Un anello blu brillante intorno a Plutone, mentre si allontana inesorabilmente. Così lo vede la sonda New Horizons, dopo avere effettuato il passaggio ravvicinato. Siamo al 14 luglio del 2015. Nel momento dello scatto, la sonda è a circa duecentomila chilometri dal pianeta nano. Ma si è avvicinata fino a 12.500 chiloometri dalla superficie. Durante il passaggio ravvicinato ha ottenuto le prime (e per ora e chissà quanto) uniche, immagini ad alta risoluzione della superficie di Plutone e della sua luna Caronte.

Un alone blu circonda Plutone, al momento del saluto alla sonda New Horizons… (Crediti: NASA)

New Horizon ha compiuto un viaggio di quasi dieci anni, per arrivare qui.
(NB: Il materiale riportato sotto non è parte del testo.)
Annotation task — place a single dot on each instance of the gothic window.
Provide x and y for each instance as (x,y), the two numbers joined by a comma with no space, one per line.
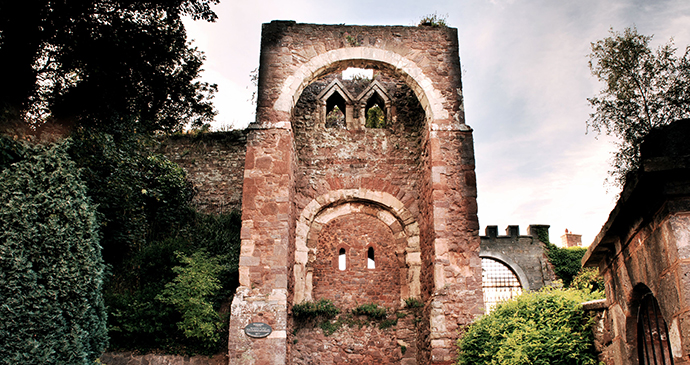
(342,260)
(499,283)
(335,111)
(371,263)
(652,334)
(375,112)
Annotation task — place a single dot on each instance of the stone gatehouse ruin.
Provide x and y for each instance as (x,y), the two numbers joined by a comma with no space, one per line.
(340,205)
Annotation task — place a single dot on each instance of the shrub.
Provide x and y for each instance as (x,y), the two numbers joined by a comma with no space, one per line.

Ad una distanza da Terra di 33 Unità Astronomiche (4,5 ore luce in pratica). Per comunicare a Terra e ricevere un segnale di ritorno, ci vogliono nove ore. Un’eternità. I dati che ha raccolto la sonda verranno scaricati a Terra in un periodo di ben nove mesi, dopo il sorvolo. Sono panorami incredibili che chissà quando potremo fotografare di nuovo.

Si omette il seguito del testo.